Back to glossary
Account & Regulation

Roth 401(k)

A 401(k) variant funded with after-tax dollars. Investments grow tax-free and qualified withdrawals in retirement are tax-free, combining the high contribution limits of a 401(k) with the Roth tax treatment.

What is a Roth 401(k)?

A Roth 401(k) is an employer-sponsored retirement account that works like a regular 401(k) except contributions are made with after-tax dollars. All qualified withdrawals, including decades of investment gains, are tax-free.

Key features

  • After-tax contributions: no current-year tax deduction, but the money grows tax-free
  • Same high limits as a regular 401(k): much higher than IRA contribution limits
  • No income cap: unlike a Roth IRA, high earners can contribute
  • Employer match goes to a pre-tax account: the match itself grows tax-deferred and is taxed on withdrawal, even if your own contributions are Roth
  • Tax-free qualified withdrawals: after age 59½ and 5-year holding period, all the money including earnings comes out tax-free

Roth 401(k) vs.

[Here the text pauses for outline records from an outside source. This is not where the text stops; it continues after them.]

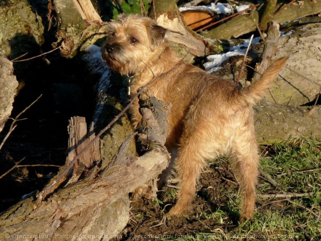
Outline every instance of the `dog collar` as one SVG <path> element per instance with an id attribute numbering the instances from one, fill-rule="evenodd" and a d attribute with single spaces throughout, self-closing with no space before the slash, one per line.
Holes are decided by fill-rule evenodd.
<path id="1" fill-rule="evenodd" d="M 134 74 L 133 74 L 131 76 L 129 76 L 128 74 L 127 75 L 127 76 L 128 77 L 128 86 L 127 87 L 128 95 L 130 95 L 130 81 L 134 78 Z"/>

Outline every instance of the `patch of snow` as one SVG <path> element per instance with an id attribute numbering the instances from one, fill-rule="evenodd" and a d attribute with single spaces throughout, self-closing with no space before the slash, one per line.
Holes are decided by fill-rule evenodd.
<path id="1" fill-rule="evenodd" d="M 254 37 L 252 40 L 252 44 L 255 44 L 260 41 L 260 37 Z M 218 68 L 220 64 L 231 57 L 244 55 L 245 54 L 247 48 L 250 43 L 250 39 L 244 39 L 244 42 L 241 44 L 232 46 L 230 48 L 230 51 L 219 55 L 212 55 L 207 56 L 209 62 L 205 63 L 203 66 L 209 74 L 217 71 L 220 69 Z"/>
<path id="2" fill-rule="evenodd" d="M 178 8 L 180 12 L 187 10 L 202 10 L 207 12 L 214 12 L 217 14 L 231 14 L 233 11 L 231 6 L 228 3 L 221 3 L 218 2 L 216 4 L 214 3 L 207 6 L 195 6 L 193 7 L 182 7 Z"/>
<path id="3" fill-rule="evenodd" d="M 97 45 L 89 45 L 85 49 L 83 60 L 89 66 L 89 69 L 93 74 L 100 74 L 97 92 L 106 91 L 109 84 L 110 69 L 103 61 L 100 47 Z"/>
<path id="4" fill-rule="evenodd" d="M 85 49 L 85 52 L 82 59 L 87 63 L 91 74 L 100 75 L 97 93 L 101 93 L 107 92 L 109 86 L 111 71 L 106 63 L 103 61 L 100 47 L 94 45 L 89 45 Z M 101 103 L 101 100 L 98 98 L 96 104 L 96 110 L 92 117 L 94 125 L 98 120 L 99 114 L 103 111 L 103 103 Z"/>
<path id="5" fill-rule="evenodd" d="M 250 5 L 236 6 L 237 12 L 240 12 L 250 7 Z M 194 6 L 192 7 L 181 7 L 178 8 L 180 12 L 187 10 L 201 10 L 207 12 L 213 12 L 217 14 L 229 15 L 233 13 L 233 10 L 229 3 L 217 2 L 216 4 L 213 2 L 207 6 Z"/>

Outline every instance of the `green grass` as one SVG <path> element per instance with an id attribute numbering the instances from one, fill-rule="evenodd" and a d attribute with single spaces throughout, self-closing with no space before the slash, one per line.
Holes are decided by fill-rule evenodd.
<path id="1" fill-rule="evenodd" d="M 228 213 L 239 211 L 239 198 L 236 198 L 238 193 L 234 191 L 229 194 L 227 209 L 219 208 L 214 212 L 197 213 L 199 222 L 211 220 L 217 223 L 210 233 L 196 233 L 162 240 L 301 241 L 312 238 L 312 240 L 321 240 L 321 142 L 303 138 L 290 143 L 276 144 L 263 153 L 261 168 L 278 186 L 261 178 L 258 193 L 310 195 L 288 199 L 286 197 L 259 197 L 260 205 L 256 209 L 254 221 L 228 228 L 226 227 L 229 224 L 232 224 Z M 316 217 L 318 215 L 319 218 Z"/>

Roth IRA

  • Contribution limit: Roth 401(k) limits are several times higher
  • Income cap: Roth IRA has one, Roth 401(k) does not
  • Investment choices: Roth IRA lets you pick any stock or fund at your broker; Roth 401(k) is limited to your employer's plan menu
  • Withdrawal flexibility: Roth IRA contributions can be withdrawn anytime; Roth 401(k) is locked up until 59½ like any other 401(k)
If your employer offers both Traditional and Roth 401(k), many advisors suggest splitting contributions so you have a mix of tax-free and tax-deferred money in retirement.